Mashgin: The Future of Computer Vision

twitter-picAbout a year ago I invested in and joined a startup called Mashgin. In this post I want to talk a little about what we’re working on.

Mashgin is building a self-checkout kiosk that uses cameras to recognize multiple items at once without needing barcodes.

The current version of the kiosk is designed for cafeterias, where customers can slide their tray up and everything on it is recognized instantly. Excluding payment, the process takes around 2 seconds. No more waiting for a single line held up by a price check!

But retail checkout is just a package around Mashgin’s core fundamental technology. We believe there is an opportunity to apply recent technical advancements to many fields. Advancements such as:

  • Smartphone dividends — cheap sensors and ubiquitous, miniaturized electronic components
  • Cheap parallel processing power including low-cost GPUs
  • An explosion in collaborative, open-source software tools
  • Machine learning methods, in particular convolutional neural networks (a byproduct of the 2 preceding trends)
  • Cheap cloud infrastructure

Chris Dixon talks more about some of these trends in his post What’s Next in Computing?

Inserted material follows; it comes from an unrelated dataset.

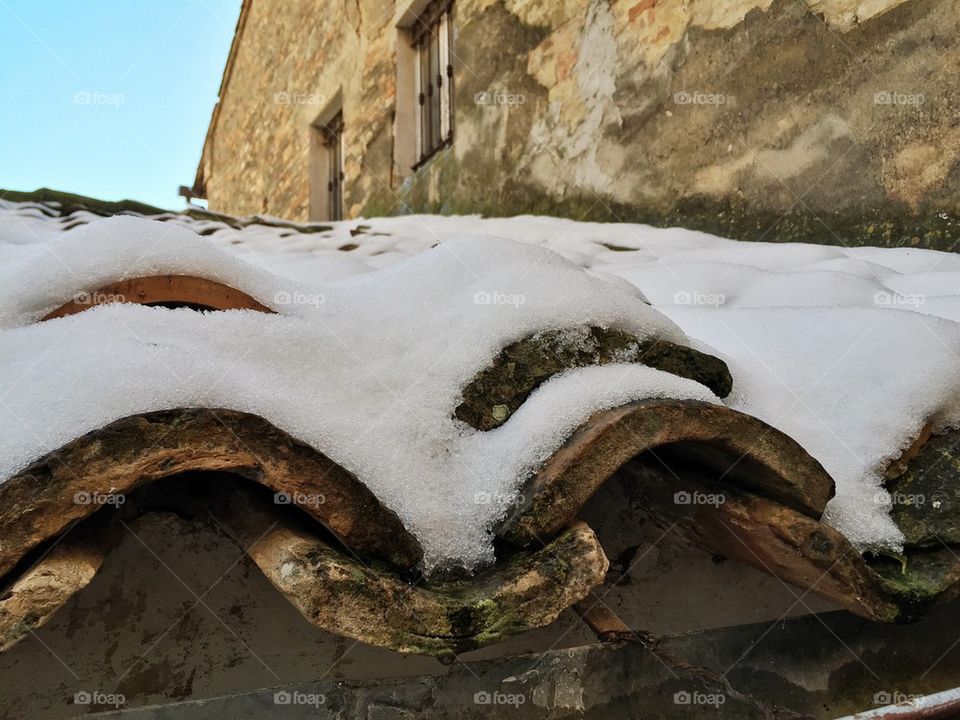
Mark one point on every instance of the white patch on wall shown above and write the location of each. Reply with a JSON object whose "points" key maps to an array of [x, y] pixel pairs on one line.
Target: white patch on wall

So how is Mashgin applying this technology?

Adaptive Visual Automation

Face swap: billionaire edition

Computer Vision transforms images into usable data (descriptions) using software. If cameras are the “eyes” of a machine, computer vision would be the brain’s visual cortex–processing and making sense of what it sees.

When computers know what they’re looking at, it opens up a world of potential. You can see it in existing use cases from facial recognition in Facebook photos (…or face swap apps) to Google Image Search and OCR. Newer, much more sophisticated applications include driverless cars, autonomous drones, and augmented reality.

Gradient Descent
A visual example of using gradient descent (the reverse of hill climbing in a fitness landscape) as part of the learning process of a neural network

These recent applications tend to be more complex, and as a result use machine learning in addition to traditional image processing methods. Machine learning, and in particular deep learning through neural networks, has changed the game in many areas of computer science, and we are just beginning to see its potential. ML can simplify a large amount of data into a single algorithm. As the name implies, it can learn and adapt to new information over time with little or no “teaching” from engineers.

Both CV and ML can be applied to many fields, but one of the biggest immediate needs is in Automation. There are a surprising amount of simple (to humans) visual tasks ripe for automation. This includes industrial use cases in manufacturing and distribution, and consumer use cases in household robotics and relief of everyday bottlenecks.

I call the above combination adaptive visual automation: using machine learning to automate vision-based tasks. Although relatively new, this combination covers a large and quickly growing class of real-world problems. Autonomous cars (and especially trucks) are a good up-and-coming example that will have huge ramifications.

Mashgin’s future

Mashgin uses adaptive visual automation to improve the speed, accuracy and cost of applications in recognition, measurement, and counting in a closed environment. That was a bit of a mouthful, so here’s the short version: Mashgin wants to make visual automation intelligent.

There’s a broader category of AI vision companies whose purpose is giving computers the ability to understand what they see. Mashgin is a subset of this group, focusing on automating well defined real-world problems.

There are further subsets such as eliminating bottlenecks in everyday circumstances — speeding up checkout lines being one example. In many of the activities you do on a daily basis, intelligent automation has the ability to save a huge amount of time and money.

Retail checkout is a big market (even for just cafeterias) but it only scratches the surface of the value Mashgin will eventually be capable of. We have already established a foundation for applying recent advancements to these problems and it will only get better from here.